Любовница монгольского воина
– Усердия мне не занимать. Усердия мне не занимать. Еще раз повторите, две тысячи пятисотый и последний: усердия в молитве мне не занимать.
Одинаково, яйцевидно обритые мальчики в атласных оранжевых накидках, сидящие на корточках в ряд вокруг лысого и очкастого старика-учителя, сложили руки лодочкой и послушно наклонили головы. Учитель прокашлялся и поглядел поверх их бритых головенок в грязное большое окно. Глаза сощурились сильно, до паутинной щели. Что-то учитель рассматривал далеко, тщился. Даже слеза скатилась от напряжения по коричневой скуле. А уголок рта дернулся. И головы учеников, как по команде, повернулись туда, куда так тяжело вглядывался наставник.
Он молчал. Молчали ученики. Потом он протер пальцем стекло очков и сказал:
– Эх, эх, – и шумно выдохнул воздух. – Эх. – Опять помолчал. – Она. Опять она. Когда ей надоест?..
Неяркий голос учителя перешел в чуть слышное бормотание и затих. Ученики, не шевелясь, лишь послушно повернув головы, впивались глазами в пыльное высокое окно.
Господи великий, помоги рассмотреть.
Серый сырой плащ ветра трепался на перевитом шпагате белесых туч, до краев напитанных ледяной, тоскливой влагой. Куда ни глянь – всюду расстилалось море. Море бухало в берег и мол рядом со школой, шкурой серого барса заворачивалось к горизонту.

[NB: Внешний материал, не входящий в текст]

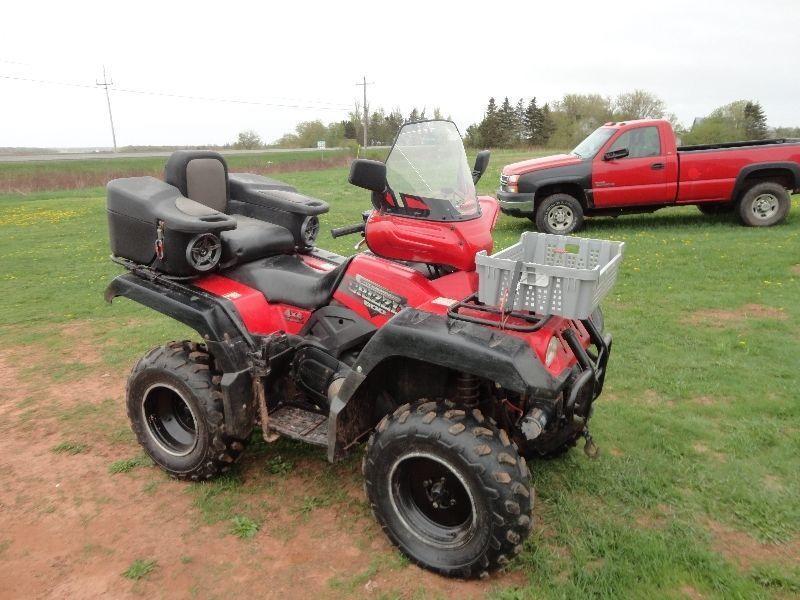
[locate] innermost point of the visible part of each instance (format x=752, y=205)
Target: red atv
x=390, y=346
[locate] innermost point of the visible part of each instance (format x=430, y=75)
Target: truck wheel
x=764, y=204
x=449, y=489
x=715, y=208
x=560, y=214
x=175, y=408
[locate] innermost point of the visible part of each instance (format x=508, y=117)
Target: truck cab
x=636, y=166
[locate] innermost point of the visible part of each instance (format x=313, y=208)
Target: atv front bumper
x=515, y=204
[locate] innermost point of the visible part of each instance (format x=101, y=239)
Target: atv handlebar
x=348, y=229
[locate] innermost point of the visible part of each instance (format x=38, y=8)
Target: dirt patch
x=691, y=593
x=652, y=398
x=715, y=317
x=68, y=528
x=746, y=551
x=707, y=400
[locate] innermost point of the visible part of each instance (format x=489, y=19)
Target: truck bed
x=744, y=144
x=709, y=172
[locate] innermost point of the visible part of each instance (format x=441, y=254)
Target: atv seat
x=202, y=176
x=287, y=279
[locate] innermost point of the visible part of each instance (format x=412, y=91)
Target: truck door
x=636, y=179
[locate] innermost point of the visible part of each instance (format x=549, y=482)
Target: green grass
x=126, y=465
x=699, y=425
x=69, y=448
x=244, y=527
x=139, y=569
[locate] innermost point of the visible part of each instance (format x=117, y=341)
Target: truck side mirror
x=368, y=174
x=481, y=162
x=615, y=154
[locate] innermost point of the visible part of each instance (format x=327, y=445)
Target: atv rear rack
x=472, y=303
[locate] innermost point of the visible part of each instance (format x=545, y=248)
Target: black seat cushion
x=253, y=239
x=287, y=279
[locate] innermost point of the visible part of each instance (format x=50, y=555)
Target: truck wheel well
x=782, y=176
x=573, y=189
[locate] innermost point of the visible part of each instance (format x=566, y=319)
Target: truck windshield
x=592, y=144
x=428, y=173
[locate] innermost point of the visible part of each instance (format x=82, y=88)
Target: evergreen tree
x=489, y=127
x=548, y=125
x=507, y=123
x=532, y=124
x=755, y=121
x=519, y=117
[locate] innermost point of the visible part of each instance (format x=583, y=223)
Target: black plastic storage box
x=151, y=223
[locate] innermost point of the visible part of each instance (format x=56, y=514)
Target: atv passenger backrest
x=200, y=175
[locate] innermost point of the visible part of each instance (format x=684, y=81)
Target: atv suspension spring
x=467, y=390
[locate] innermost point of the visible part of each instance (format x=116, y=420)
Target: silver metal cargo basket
x=549, y=274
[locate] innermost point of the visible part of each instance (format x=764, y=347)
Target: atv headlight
x=552, y=349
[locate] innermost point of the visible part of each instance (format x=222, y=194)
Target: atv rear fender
x=220, y=327
x=433, y=339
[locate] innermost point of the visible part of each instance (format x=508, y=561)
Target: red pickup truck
x=636, y=166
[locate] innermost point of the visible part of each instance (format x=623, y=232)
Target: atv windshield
x=428, y=174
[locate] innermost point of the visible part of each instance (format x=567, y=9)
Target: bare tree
x=639, y=104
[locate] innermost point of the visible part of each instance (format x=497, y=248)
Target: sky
x=296, y=61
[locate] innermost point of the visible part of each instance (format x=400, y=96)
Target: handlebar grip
x=348, y=229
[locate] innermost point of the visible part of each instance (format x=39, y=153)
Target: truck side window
x=640, y=142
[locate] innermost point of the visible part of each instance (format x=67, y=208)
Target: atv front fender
x=458, y=345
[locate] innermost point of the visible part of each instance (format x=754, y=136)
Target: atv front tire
x=448, y=488
x=175, y=407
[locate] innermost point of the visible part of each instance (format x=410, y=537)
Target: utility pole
x=365, y=83
x=105, y=84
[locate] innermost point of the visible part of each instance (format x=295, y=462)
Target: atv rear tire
x=764, y=204
x=448, y=488
x=175, y=408
x=559, y=214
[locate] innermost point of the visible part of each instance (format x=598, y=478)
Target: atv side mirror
x=368, y=174
x=481, y=162
x=615, y=154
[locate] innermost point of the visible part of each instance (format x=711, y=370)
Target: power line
x=333, y=107
x=104, y=84
x=366, y=111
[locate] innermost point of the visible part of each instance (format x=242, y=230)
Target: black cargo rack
x=472, y=303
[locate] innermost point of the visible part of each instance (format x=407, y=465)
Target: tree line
x=560, y=124
x=381, y=130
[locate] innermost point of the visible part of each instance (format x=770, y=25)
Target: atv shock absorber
x=467, y=390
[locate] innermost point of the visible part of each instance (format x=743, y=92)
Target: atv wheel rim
x=765, y=206
x=432, y=500
x=560, y=217
x=170, y=420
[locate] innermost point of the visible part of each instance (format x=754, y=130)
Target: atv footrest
x=300, y=424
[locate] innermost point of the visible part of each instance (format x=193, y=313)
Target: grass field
x=27, y=177
x=694, y=495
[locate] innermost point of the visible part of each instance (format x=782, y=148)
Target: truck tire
x=764, y=204
x=448, y=488
x=560, y=214
x=174, y=404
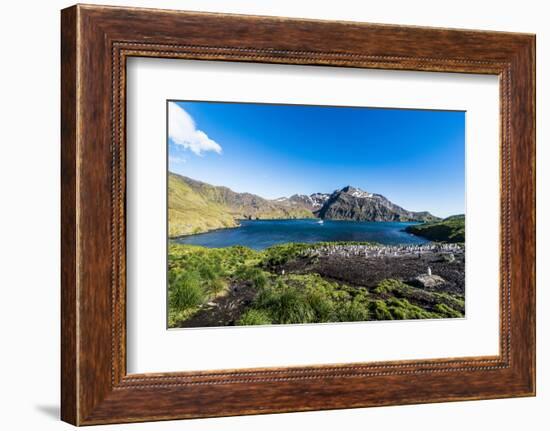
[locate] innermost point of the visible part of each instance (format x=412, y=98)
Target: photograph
x=301, y=214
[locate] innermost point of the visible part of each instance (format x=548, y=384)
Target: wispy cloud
x=183, y=131
x=176, y=159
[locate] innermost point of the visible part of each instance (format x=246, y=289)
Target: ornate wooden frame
x=96, y=41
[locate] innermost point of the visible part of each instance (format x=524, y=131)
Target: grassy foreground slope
x=256, y=291
x=450, y=229
x=195, y=207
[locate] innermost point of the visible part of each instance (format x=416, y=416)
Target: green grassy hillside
x=189, y=212
x=450, y=229
x=195, y=207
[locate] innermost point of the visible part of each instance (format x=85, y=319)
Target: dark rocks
x=427, y=281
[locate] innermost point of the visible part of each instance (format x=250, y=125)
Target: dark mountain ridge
x=195, y=206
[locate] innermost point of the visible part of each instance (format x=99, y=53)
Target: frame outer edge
x=69, y=411
x=88, y=397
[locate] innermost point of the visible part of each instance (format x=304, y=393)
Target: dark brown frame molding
x=95, y=43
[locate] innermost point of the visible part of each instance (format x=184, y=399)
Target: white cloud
x=183, y=131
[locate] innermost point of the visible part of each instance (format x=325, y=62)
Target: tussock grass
x=197, y=275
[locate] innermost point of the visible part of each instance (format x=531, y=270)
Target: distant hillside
x=194, y=207
x=351, y=203
x=451, y=229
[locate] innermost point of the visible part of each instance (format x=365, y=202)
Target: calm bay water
x=260, y=234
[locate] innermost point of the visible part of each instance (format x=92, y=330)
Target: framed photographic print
x=322, y=214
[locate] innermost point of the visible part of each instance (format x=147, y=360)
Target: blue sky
x=413, y=157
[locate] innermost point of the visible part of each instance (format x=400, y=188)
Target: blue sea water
x=260, y=234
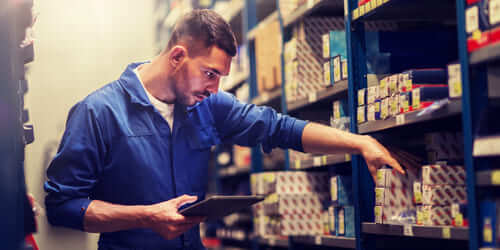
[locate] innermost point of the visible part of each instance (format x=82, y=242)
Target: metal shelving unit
x=320, y=161
x=327, y=241
x=339, y=89
x=487, y=146
x=432, y=232
x=453, y=108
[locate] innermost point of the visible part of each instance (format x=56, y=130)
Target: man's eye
x=210, y=75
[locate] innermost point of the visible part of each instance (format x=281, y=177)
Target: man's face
x=198, y=77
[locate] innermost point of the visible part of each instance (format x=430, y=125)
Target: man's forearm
x=317, y=138
x=106, y=217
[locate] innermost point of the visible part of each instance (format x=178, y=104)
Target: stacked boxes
x=393, y=195
x=295, y=202
x=442, y=187
x=341, y=211
x=340, y=118
x=410, y=90
x=304, y=65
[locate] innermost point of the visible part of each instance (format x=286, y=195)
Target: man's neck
x=154, y=76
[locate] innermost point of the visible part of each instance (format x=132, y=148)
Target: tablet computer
x=219, y=206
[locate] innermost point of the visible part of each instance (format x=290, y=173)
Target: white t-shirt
x=166, y=110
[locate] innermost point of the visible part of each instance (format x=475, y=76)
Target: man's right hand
x=165, y=219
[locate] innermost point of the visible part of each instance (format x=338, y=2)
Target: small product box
x=332, y=220
x=391, y=178
x=285, y=204
x=423, y=97
x=434, y=215
x=443, y=195
x=443, y=174
x=393, y=197
x=384, y=87
x=384, y=108
x=370, y=109
x=341, y=190
x=337, y=69
x=345, y=221
x=423, y=76
x=489, y=222
x=361, y=114
x=327, y=73
x=361, y=97
x=388, y=215
x=405, y=102
x=292, y=225
x=393, y=84
x=372, y=94
x=455, y=80
x=334, y=43
x=339, y=109
x=394, y=105
x=345, y=72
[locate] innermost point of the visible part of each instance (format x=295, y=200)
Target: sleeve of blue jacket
x=251, y=125
x=72, y=175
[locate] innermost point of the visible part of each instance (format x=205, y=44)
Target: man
x=137, y=149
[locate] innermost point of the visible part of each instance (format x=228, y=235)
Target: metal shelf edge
x=453, y=108
x=432, y=232
x=487, y=146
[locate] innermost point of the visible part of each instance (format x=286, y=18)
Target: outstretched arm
x=317, y=138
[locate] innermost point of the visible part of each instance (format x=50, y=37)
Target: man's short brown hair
x=202, y=28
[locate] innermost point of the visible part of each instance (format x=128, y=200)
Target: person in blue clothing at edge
x=137, y=149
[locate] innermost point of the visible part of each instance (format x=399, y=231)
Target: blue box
x=488, y=214
x=334, y=43
x=341, y=190
x=345, y=221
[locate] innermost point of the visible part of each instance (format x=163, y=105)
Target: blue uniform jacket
x=118, y=148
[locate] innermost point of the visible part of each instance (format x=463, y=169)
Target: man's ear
x=177, y=55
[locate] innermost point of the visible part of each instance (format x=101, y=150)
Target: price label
x=313, y=97
x=495, y=177
x=400, y=119
x=317, y=161
x=317, y=240
x=272, y=241
x=265, y=97
x=355, y=14
x=446, y=233
x=407, y=230
x=347, y=157
x=310, y=3
x=297, y=164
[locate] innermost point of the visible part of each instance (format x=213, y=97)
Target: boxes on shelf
x=387, y=177
x=304, y=65
x=345, y=221
x=341, y=190
x=334, y=43
x=394, y=197
x=454, y=80
x=361, y=114
x=434, y=215
x=424, y=95
x=443, y=174
x=489, y=222
x=268, y=56
x=443, y=195
x=295, y=204
x=282, y=182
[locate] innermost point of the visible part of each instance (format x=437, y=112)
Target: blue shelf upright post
x=362, y=180
x=474, y=102
x=284, y=109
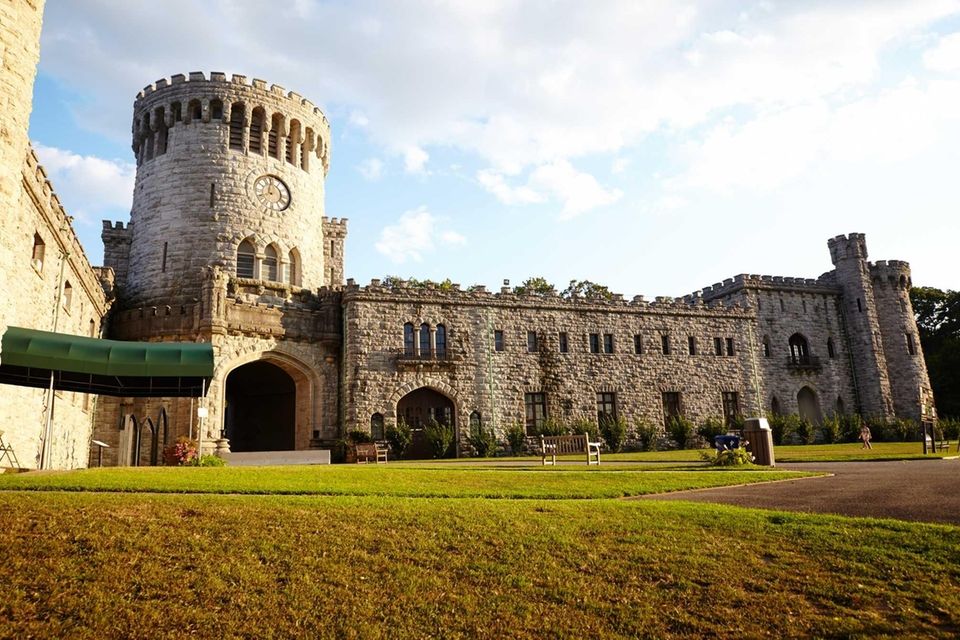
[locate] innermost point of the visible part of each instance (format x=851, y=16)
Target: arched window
x=425, y=340
x=441, y=341
x=237, y=113
x=67, y=295
x=160, y=118
x=408, y=339
x=256, y=130
x=269, y=269
x=246, y=257
x=292, y=268
x=799, y=352
x=376, y=426
x=293, y=141
x=194, y=110
x=305, y=149
x=216, y=109
x=39, y=250
x=273, y=140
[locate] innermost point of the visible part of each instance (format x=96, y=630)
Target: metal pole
x=45, y=444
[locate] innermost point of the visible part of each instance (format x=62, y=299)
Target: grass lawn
x=389, y=480
x=111, y=565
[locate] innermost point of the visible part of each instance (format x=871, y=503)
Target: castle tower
x=229, y=173
x=901, y=340
x=859, y=311
x=20, y=22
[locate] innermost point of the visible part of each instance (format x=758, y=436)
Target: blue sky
x=653, y=147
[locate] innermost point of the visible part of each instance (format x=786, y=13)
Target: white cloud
x=371, y=169
x=86, y=185
x=944, y=57
x=414, y=235
x=578, y=191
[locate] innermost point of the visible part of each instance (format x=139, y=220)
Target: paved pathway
x=922, y=490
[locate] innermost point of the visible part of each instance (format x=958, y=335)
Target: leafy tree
x=586, y=289
x=938, y=321
x=536, y=286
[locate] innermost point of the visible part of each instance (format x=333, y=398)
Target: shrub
x=646, y=435
x=711, y=427
x=182, y=452
x=399, y=436
x=681, y=431
x=551, y=427
x=588, y=427
x=209, y=460
x=439, y=437
x=949, y=427
x=483, y=441
x=516, y=438
x=738, y=457
x=614, y=432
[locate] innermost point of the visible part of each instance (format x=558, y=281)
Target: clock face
x=272, y=193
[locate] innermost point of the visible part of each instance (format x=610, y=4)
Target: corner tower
x=862, y=323
x=229, y=173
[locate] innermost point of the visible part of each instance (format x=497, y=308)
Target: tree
x=938, y=322
x=586, y=289
x=535, y=286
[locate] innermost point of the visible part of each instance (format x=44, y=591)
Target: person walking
x=865, y=436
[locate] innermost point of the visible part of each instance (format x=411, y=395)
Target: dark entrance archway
x=417, y=408
x=809, y=406
x=261, y=408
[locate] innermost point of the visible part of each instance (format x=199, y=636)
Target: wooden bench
x=552, y=446
x=369, y=452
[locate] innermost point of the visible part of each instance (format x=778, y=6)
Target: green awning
x=105, y=367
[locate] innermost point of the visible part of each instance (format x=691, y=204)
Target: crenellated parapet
x=401, y=291
x=256, y=119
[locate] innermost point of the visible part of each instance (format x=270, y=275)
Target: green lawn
x=389, y=480
x=108, y=565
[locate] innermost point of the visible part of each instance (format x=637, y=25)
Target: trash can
x=757, y=432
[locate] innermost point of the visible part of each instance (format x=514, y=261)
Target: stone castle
x=228, y=243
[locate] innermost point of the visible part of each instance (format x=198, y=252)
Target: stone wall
x=38, y=241
x=476, y=377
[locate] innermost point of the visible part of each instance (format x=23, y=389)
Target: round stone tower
x=229, y=173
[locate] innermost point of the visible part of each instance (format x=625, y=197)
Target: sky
x=653, y=147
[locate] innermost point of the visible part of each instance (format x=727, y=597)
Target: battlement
x=893, y=272
x=823, y=284
x=236, y=80
x=478, y=295
x=259, y=120
x=851, y=246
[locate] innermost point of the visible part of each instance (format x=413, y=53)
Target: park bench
x=369, y=452
x=552, y=446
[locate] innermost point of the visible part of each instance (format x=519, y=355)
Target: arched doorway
x=261, y=408
x=808, y=405
x=416, y=409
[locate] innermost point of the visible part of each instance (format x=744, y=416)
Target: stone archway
x=809, y=406
x=417, y=408
x=261, y=408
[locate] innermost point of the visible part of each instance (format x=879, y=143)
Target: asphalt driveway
x=921, y=490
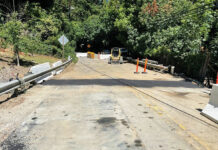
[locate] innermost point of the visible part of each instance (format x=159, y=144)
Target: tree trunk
x=17, y=56
x=203, y=70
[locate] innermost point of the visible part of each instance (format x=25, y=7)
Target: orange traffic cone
x=146, y=61
x=137, y=66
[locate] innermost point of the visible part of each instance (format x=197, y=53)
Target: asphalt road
x=85, y=109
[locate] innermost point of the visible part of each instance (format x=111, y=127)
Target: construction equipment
x=116, y=56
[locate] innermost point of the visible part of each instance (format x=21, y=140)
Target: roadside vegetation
x=182, y=33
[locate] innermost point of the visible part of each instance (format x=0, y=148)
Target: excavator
x=116, y=56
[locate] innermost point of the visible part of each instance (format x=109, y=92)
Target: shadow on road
x=119, y=82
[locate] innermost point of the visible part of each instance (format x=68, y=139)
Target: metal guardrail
x=150, y=64
x=18, y=83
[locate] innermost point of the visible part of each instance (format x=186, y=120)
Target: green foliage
x=171, y=31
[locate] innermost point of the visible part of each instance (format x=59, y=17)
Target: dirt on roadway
x=96, y=106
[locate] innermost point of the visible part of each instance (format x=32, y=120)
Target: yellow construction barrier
x=91, y=55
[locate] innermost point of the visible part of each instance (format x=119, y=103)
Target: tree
x=11, y=32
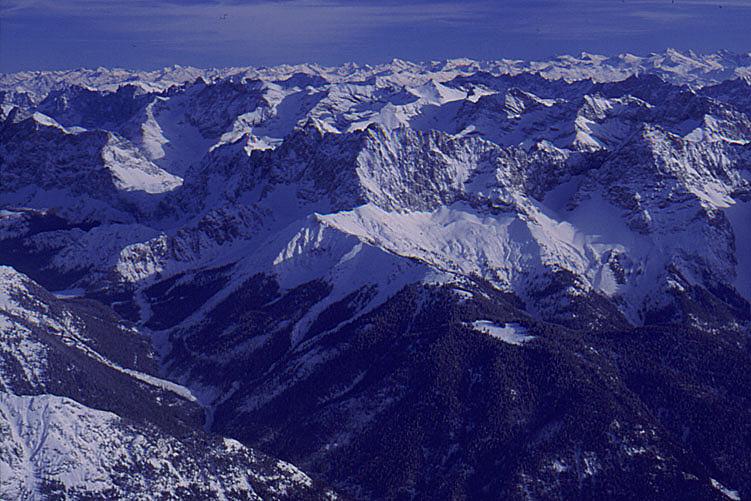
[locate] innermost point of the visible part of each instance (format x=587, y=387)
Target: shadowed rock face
x=470, y=281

От холода и серого ветра хотелось завыть, заскулить тоненько. По оконному стеклу стремительно полетели косые мазки брызг. Ветер мешался с дождем, как мышиный гоголь-моголь. Твердь сочеталась с водой первобытным, звериным объятием. Небо, дождь, море, серые мокрые камни, похожие на убитых черепах, на выкопанные из земли кости. Мол каменным выщербленным пальцем указывал на край земли, за край земли.
– Великий Владыка, – прошептал учитель и выдернул из лысины невидимый волосок, – помоги ей жить на свете.